What is necessary for pagination is some sort of list controller. We will call it OrderListIterable. It is an inner class inside the pages controller that implements the Iterator interface for a List of wrapper class objects (OrderPageObject).  Its purpose is to control which part of the list should be displayed based on the state of a table. This Iterable class has 4 attributes:

public List<OrdersB2BPageObject> innerList {get;set;}
public List<OrdersB2BPageObject> listRequested {get;set;}
public Integer i {get;set;}
public Integer setPageSize {get;set;}

InnerList consist of all orders that should be used inside a table. When it comes to ListRequested it is a list that should be displayed at any given time for a user, based on how many elements should be displayed (setPageSize) and which side should they be displayed. That’s what the “i” parameter stands for.

The constructor takes only a list of wrapper class orders and assigns them into the innerList. The rest of attributes is just initialized.
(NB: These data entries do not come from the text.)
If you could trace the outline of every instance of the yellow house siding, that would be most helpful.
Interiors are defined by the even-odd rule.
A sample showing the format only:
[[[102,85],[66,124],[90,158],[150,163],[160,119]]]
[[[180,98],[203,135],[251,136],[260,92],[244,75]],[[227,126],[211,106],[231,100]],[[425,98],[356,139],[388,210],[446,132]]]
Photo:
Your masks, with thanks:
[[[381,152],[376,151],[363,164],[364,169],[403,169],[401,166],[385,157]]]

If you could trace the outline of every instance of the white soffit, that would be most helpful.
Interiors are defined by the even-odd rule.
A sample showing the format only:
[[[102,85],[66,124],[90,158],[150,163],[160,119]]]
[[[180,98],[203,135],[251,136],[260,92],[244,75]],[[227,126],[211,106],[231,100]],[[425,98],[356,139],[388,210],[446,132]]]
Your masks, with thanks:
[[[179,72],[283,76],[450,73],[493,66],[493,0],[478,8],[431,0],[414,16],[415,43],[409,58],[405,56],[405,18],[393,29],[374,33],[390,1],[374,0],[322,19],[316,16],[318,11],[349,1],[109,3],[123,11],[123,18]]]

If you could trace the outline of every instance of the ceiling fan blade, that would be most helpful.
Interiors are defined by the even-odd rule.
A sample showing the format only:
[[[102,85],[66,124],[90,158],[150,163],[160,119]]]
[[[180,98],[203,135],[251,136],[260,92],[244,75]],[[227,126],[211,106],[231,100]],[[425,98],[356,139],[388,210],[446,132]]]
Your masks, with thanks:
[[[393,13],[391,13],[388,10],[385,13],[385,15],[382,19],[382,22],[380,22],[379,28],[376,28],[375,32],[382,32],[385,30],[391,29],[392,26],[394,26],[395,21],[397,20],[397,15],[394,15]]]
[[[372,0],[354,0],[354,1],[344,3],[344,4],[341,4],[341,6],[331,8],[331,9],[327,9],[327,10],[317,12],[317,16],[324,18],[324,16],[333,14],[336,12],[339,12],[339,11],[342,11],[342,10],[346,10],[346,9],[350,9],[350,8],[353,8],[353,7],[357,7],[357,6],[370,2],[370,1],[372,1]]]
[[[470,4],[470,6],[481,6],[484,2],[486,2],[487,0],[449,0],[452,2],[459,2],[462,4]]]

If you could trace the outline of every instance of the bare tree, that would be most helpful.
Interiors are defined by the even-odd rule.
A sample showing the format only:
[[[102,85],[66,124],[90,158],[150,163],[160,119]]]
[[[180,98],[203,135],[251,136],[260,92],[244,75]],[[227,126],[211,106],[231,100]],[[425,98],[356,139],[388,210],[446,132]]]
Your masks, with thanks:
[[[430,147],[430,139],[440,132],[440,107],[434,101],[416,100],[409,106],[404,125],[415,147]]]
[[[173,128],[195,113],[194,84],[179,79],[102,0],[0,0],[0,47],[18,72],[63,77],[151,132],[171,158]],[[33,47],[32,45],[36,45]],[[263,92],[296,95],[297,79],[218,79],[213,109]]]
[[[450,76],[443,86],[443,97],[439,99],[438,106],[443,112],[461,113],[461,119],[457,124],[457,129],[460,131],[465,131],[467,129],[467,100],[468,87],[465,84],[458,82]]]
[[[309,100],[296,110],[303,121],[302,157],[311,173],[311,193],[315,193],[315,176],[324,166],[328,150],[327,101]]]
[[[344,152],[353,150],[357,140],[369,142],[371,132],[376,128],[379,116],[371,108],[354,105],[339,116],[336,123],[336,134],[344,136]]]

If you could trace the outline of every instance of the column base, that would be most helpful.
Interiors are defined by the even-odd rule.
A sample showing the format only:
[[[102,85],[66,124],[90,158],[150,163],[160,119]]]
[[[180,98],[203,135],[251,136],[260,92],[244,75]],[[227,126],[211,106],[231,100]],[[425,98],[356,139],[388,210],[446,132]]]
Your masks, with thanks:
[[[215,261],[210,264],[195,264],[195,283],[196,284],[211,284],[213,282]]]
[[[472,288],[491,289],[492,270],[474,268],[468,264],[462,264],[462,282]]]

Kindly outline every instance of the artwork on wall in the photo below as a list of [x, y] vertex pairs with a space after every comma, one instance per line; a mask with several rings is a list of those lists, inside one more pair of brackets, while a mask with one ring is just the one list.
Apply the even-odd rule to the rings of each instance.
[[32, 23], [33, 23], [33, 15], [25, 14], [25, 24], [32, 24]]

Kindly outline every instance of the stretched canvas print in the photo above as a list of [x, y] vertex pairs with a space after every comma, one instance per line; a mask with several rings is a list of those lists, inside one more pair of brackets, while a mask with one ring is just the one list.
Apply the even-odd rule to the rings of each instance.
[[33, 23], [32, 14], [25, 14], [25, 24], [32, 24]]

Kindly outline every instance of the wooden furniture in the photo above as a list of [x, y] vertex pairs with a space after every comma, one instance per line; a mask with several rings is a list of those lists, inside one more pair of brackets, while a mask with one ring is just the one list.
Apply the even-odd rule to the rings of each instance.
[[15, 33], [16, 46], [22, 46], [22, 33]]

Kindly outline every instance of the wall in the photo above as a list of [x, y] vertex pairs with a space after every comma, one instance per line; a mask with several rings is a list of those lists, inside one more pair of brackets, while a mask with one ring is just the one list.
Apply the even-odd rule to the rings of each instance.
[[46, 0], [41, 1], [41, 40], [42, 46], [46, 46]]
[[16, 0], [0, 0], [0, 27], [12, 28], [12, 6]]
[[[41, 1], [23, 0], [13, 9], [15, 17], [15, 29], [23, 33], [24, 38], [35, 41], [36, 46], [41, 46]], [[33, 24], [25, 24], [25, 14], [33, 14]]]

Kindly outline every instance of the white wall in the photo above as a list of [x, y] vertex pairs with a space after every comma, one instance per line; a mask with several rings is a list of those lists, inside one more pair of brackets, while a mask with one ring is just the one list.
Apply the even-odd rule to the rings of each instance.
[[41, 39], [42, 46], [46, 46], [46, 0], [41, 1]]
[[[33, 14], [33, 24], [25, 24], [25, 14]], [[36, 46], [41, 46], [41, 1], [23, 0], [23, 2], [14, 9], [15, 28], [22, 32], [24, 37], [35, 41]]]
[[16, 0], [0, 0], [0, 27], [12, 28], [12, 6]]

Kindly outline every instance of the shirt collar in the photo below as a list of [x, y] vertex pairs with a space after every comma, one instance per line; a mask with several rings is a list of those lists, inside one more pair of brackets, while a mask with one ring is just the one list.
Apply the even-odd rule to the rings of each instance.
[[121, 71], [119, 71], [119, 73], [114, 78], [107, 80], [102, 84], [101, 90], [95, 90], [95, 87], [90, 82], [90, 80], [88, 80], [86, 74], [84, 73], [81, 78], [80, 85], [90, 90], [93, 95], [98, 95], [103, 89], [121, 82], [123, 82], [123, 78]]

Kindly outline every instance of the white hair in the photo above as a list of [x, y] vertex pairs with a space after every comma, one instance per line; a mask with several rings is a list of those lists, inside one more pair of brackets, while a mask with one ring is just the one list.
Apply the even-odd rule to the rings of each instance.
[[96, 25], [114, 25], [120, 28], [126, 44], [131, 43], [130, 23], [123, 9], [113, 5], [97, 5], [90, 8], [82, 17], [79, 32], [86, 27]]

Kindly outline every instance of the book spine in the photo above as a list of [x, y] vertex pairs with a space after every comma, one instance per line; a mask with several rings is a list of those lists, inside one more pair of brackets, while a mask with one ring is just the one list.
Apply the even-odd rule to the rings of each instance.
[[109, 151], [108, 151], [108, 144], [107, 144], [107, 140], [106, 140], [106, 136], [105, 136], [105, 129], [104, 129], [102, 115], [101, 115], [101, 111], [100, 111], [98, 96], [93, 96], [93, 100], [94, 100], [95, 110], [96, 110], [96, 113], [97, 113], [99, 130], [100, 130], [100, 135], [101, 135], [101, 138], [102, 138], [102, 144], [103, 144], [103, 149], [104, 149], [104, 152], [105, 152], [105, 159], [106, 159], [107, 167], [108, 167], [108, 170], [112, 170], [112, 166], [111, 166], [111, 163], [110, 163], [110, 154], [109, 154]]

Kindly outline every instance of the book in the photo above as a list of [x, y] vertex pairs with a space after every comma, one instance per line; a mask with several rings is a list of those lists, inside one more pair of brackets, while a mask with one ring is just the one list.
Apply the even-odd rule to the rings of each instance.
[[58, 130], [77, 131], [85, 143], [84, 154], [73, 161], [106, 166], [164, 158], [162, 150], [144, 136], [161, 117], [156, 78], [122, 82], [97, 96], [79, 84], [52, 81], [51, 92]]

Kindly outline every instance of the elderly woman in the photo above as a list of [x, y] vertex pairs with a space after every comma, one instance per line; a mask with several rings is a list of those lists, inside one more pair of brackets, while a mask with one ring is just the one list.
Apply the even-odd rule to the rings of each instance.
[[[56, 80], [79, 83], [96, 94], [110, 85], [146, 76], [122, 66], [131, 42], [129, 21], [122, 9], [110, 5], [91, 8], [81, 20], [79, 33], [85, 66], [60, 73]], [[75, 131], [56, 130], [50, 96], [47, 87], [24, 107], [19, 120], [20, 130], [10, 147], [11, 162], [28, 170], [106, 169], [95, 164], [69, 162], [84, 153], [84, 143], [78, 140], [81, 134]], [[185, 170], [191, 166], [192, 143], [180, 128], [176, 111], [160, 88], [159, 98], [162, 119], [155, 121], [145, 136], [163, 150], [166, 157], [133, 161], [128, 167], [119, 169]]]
public OrderB2BListIterable(List<OrdersB2BPageObject> orders) {
innerList = new List<OrdersB2BPageObject>();
listRequested = new List<OrdersB2BPageObject>();
innerList = orders;
setPageSize = 10;
i = 0;
}

The class itself contains 4 methods:

  • hasNext(),
  • hasPrevious(),
  • next(),
  • previous()

First two just return a boolean which check whether the innerList contains elements that needs to be added to the requestedList for next or previous button (in the visualforce page). The other 2 methods are responsible for providing the list of objects inside listRequested (size is dependent on the setPageSize attribute). And now brace yourself for a quite long example which contains these 4 methods:

hasNext()

public boolean hasNext() {
if (i >= innerList.size()) {
return false;
} else {
return true;
}
}

hasPrevious()

 public boolean hasPrevious() {
if (i <= setPageSize) {
return false;
} else {
return true;
}
}

next()

public List<OrdersB2BPageObject> next() {
listRequested = new List<OrdersB2BPageObject>();
Integer startNumber;
Integer size = innerList.size();
if (hasNext()) {
if (size <= (i + setPageSize)) {
startNumber = i;
i = size;
} else {
i = (i + setPageSize);
startNumber = (i - setPageSize);
}
for (Integer start = startNumber; start < i; start++) {
listRequested.add(innerList[start]);
}
}
return listRequested;
}

previous()

public List<OrdersB2BPageObject> previous() {
listRequested = new List<OrdersB2BPageObject>();
Integer size = innerList.size();
if (i == size) {
if (Math.mod(size, setPageSize) > 0) {
i = size - Math.mod(size, setPageSize);
} else {
i = (size - setPageSize);
}
} else {
i = (i - setPageSize);
}
for (Integer start = (i - setPageSize); start < i; start++) {
System.debug(i + ', ' + setPageSize);
listRequested.add(innerList[start]);
}
return listRequested;
}
}

Visualforce page

And finally let us move on to the Visualforce page part which is of course way shorter:

<apex:outputPanel>
<apex:commandButton value="{!$Label.previous}" action="{!previous}" rendered="{!hasPrevious}"
reRender="ThePage"/>
<apex:commandButton value="{!$Label.next}" action="{!next}" rendered="{!hasNext}"
reRender="ThePage"/>
</apex:outputPanel>

As you can see in this brief example, two buttons are added to the outputPanel. They rerendered the table after each click and render itself depending on whether the list has any further or previous elements. The pageBlockTable uses the list which is called listController, which uses values from listRequested.

I hope that you can wrap your head around all of this stuff and implement it correctly to your personal projects. Good luck!